Mrs. Louise Cousins PRITCHARD, Individually and as Administratrix of the Estate of Noah Pritchard, and as Administratrix of the Estate of Nolan Gerard Pritchard, Plaintiff,
COMPANIA NAVIERA LA MOLINERA et al., Defendants.
United States District Court, E. D. Louisiana.
*403 *404 *405 Steven R. Plotkin, Owen J. Bradley, New Orleans, La., for plaintiff, Edwin Raymond Fitzgerald, Sr. and his wife, Patricia B. Fitzgerald.
B. J. Trombatore, Kenner, La., for plaintiff, Mrs. Louise Cousins Pritchard.

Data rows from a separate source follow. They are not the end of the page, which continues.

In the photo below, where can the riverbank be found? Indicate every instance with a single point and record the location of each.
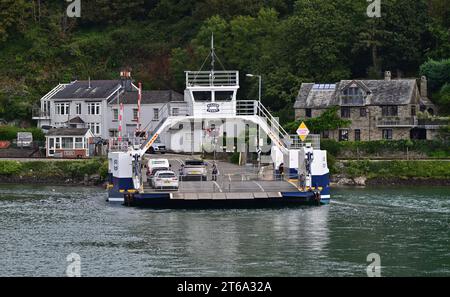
(77, 172)
(343, 173)
(395, 172)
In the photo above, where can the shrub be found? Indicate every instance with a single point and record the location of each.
(10, 168)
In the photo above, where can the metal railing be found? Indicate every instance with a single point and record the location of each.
(212, 78)
(396, 122)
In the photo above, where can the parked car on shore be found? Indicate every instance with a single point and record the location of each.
(165, 180)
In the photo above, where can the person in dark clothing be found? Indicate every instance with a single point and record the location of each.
(281, 171)
(215, 172)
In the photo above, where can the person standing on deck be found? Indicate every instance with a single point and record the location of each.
(281, 171)
(215, 172)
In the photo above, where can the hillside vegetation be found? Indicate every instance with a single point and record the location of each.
(288, 42)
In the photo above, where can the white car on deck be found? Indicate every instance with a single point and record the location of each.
(165, 180)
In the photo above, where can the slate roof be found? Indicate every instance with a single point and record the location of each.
(67, 132)
(99, 89)
(152, 97)
(381, 92)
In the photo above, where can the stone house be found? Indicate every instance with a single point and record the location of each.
(378, 109)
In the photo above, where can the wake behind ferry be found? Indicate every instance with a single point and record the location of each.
(299, 175)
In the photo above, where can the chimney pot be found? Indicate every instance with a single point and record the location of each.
(423, 87)
(387, 75)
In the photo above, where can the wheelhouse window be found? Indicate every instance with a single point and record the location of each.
(62, 108)
(78, 108)
(343, 135)
(223, 95)
(387, 134)
(352, 96)
(389, 111)
(94, 108)
(202, 96)
(345, 112)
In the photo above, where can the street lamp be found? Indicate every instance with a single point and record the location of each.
(260, 84)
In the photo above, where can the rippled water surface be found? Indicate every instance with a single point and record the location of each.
(408, 227)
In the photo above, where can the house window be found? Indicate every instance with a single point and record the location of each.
(389, 111)
(67, 142)
(345, 112)
(95, 128)
(343, 135)
(78, 108)
(352, 96)
(113, 133)
(94, 108)
(387, 134)
(62, 108)
(357, 135)
(308, 112)
(363, 112)
(79, 143)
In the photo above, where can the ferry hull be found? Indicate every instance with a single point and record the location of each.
(166, 201)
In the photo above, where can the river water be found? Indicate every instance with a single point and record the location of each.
(408, 227)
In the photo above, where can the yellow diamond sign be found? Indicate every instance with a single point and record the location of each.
(303, 131)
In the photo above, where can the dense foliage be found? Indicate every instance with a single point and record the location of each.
(397, 169)
(387, 148)
(287, 41)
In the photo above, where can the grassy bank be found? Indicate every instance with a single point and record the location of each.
(53, 171)
(394, 169)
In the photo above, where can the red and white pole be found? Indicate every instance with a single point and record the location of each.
(139, 107)
(120, 122)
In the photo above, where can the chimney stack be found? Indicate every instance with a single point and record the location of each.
(387, 75)
(423, 87)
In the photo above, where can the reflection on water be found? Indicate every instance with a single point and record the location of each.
(40, 226)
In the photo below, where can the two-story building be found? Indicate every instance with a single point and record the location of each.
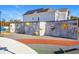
(38, 19)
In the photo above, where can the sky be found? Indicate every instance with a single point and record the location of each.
(16, 11)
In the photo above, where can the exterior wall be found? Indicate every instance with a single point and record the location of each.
(34, 27)
(55, 29)
(12, 27)
(59, 16)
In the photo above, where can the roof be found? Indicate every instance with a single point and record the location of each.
(36, 10)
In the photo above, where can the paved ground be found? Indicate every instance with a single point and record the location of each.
(42, 48)
(50, 49)
(24, 36)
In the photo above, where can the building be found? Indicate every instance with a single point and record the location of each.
(49, 22)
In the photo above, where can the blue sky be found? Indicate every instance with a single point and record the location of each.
(16, 11)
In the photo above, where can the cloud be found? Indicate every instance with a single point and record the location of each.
(8, 14)
(17, 6)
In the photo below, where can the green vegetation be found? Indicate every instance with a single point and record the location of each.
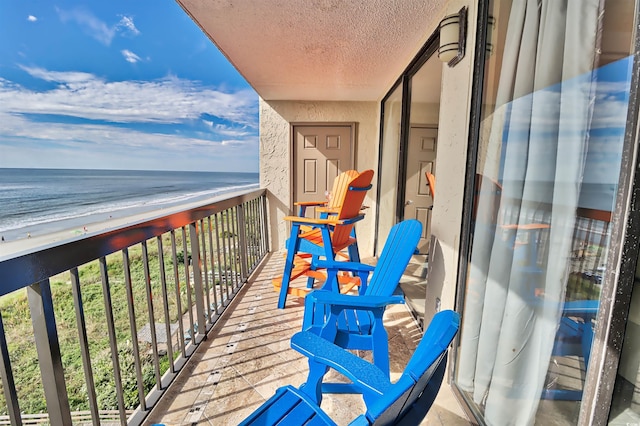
(19, 331)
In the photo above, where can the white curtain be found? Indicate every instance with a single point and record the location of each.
(539, 137)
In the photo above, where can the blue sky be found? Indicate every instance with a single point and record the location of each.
(119, 85)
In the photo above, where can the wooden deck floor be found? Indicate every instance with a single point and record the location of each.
(247, 356)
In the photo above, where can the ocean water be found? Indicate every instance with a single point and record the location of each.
(41, 201)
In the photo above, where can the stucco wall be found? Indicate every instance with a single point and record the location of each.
(453, 136)
(276, 119)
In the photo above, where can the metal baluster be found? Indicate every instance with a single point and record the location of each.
(242, 236)
(176, 279)
(224, 249)
(84, 346)
(165, 303)
(220, 264)
(187, 262)
(113, 344)
(205, 272)
(213, 268)
(8, 384)
(152, 317)
(48, 348)
(197, 282)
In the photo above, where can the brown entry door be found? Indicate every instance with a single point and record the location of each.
(421, 157)
(320, 154)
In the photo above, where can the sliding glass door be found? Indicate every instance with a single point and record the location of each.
(553, 120)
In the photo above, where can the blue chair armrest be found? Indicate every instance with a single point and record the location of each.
(364, 375)
(354, 302)
(343, 266)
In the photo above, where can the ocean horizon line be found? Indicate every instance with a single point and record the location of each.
(43, 201)
(124, 170)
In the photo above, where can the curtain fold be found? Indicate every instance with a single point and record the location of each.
(540, 134)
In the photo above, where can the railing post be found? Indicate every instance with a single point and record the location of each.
(8, 384)
(48, 349)
(242, 235)
(197, 280)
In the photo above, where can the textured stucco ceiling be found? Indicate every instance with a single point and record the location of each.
(317, 49)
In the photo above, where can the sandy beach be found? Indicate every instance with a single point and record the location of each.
(32, 243)
(35, 242)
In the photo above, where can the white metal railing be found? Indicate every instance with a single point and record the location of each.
(157, 299)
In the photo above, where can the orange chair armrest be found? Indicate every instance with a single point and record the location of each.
(310, 203)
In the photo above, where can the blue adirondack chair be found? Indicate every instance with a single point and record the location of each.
(404, 402)
(355, 322)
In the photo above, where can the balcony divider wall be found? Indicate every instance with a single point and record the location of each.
(153, 289)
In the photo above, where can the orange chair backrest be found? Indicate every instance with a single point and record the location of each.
(431, 181)
(340, 186)
(352, 204)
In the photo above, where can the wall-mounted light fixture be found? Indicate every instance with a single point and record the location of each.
(453, 35)
(491, 27)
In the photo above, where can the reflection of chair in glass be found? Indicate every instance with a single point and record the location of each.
(406, 401)
(355, 322)
(528, 243)
(314, 238)
(574, 338)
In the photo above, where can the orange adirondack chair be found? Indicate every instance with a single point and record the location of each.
(323, 237)
(431, 182)
(336, 196)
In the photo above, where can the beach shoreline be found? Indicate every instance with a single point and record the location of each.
(35, 242)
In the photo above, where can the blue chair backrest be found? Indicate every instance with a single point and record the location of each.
(396, 254)
(419, 384)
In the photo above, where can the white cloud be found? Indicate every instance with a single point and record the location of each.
(129, 56)
(95, 27)
(84, 95)
(118, 114)
(126, 22)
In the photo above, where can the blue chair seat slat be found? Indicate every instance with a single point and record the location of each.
(404, 402)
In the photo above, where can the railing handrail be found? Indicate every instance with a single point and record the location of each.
(19, 270)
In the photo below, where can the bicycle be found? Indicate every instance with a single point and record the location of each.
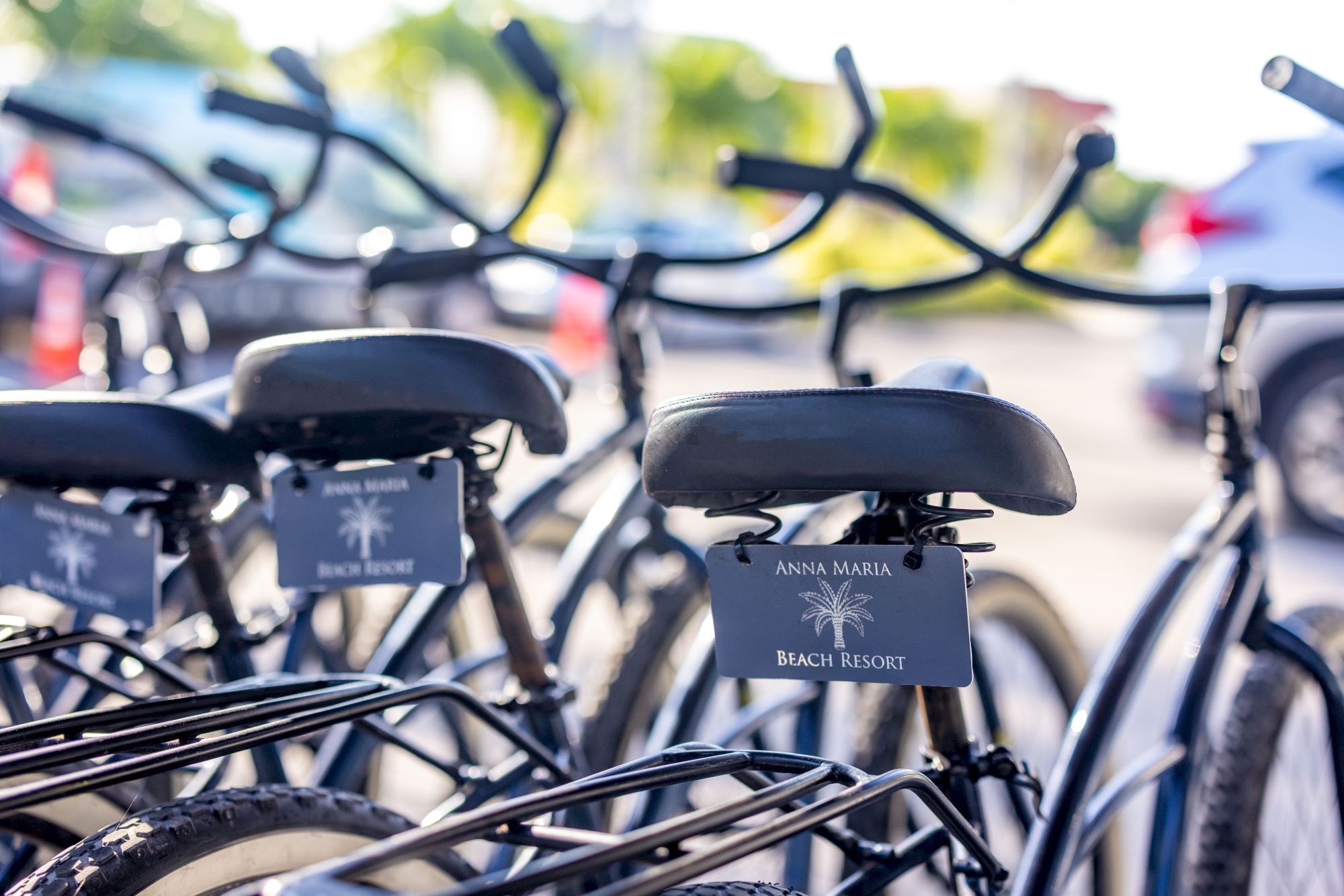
(687, 463)
(419, 627)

Rufus C. Harris, Jr., Robert J. Barbier, Terriberry, Yancey, Carroll & Farrell, New Orleans, La., for defendant, Marine Trading, Ltd.
H. Edward Weidlich, Jr., Drury, Lozes & Curry, New Orleans, La., for defendant, Shilstone Testing Laboratories.
John E. Galloway, H. Barton Williams, Overton T. Harrington, Jr., Deutsch, Kerrigan & Stiles, A. R. Christovich, Jr., Christovich & Kearney, New Orleans, La., for defendant, New Orleans Public Grain Elevator.
Breard Snellings, Sessions, Fishman & Rosenson, New Orleans, La., for defendants, Guillory, Squires, Miller and Colley.
David R. Normann, Normann & Normann, New Orleans, La., for defendant, Research Products Company.
F. A. Courtenay, Jr., Rene S. Paysse, Leach, Grossel-Rossi & Paysse, New Orleans, La., James J. Donovan, Donovan, Maloof, Walsh, New York City, for Cargill, Inc.
Donald R. Kronenberger, Jr., Admiralty & Shipping Section Dept. of Justice, Washington, D. C., for U.S.A.
Donald L. King, Jones, Walker, Waechter, Poitevent, Carrere & Denegre, New Orleans, La., for Stauffer Chemical Co.
*406 Charles E. Leche, Normann & Normann, New Orleans, La., for Weivil-Cide Co. and Research Products Co.
OPINION ON MOTIONS TO DISMISS AND FOR SUMMARY JUDGMENT
ALVIN B. RUBIN, District Judge:
On October 8, 1973, the M/V La Molinera was moored alongside the lower berth of the Public Grain Elevator of New Orleans. After the loading of grain commenced, samples revealed the presence of weevils in the grain. Representatives of the New Orleans Board of Trade and representatives of the Department of Agriculture refused to certify the grain unless the condition was corrected. Accordingly, loading was stopped, and employees of the Public Grain Elevator treated the cargo in Holds Nos. 1 and 2 of the vessel with "Max-Kill High-Life" insecticide, a product regularly used for many years in this area.
The next day, the holds were opened, and Hold No. 2 was inspected. One of the inspectors became dizzy, and all persons left the hold. The other members of the party had no complaints; they waited approximately 10 minutes, re-entered the hold, and checked three samples.
Finding that the weevils in these samples were dead, the samplers employed by the New Orleans Board of Trade again entered Hold No. 1. Two of them, Edwin Raymond Fitzgerald and Nolan Gerard Pritchard, fell unconscious while in the hold. They were taken to a hospital, but were there pronounced dead as a result of being overcome by carbon tetrachloride poisoning. Carbon tetrachloride is the principal ingredient of the insecticide used to fumigate the ship.
These two workers were covered by the Longshoremen's and Harbor Workers' Compensation Act, 33 U.S.C. § 901 et seq., under which compensation has been paid. Their representatives have sued the vessel owner, Marine Trading, and the charterer on the basis of negligence. In addition they have sued the executive officers of the Board of Trade, on the basis that they were personally negligent, the Public Grain Elevator, for negligence, and others who are not involved in the motions before the court.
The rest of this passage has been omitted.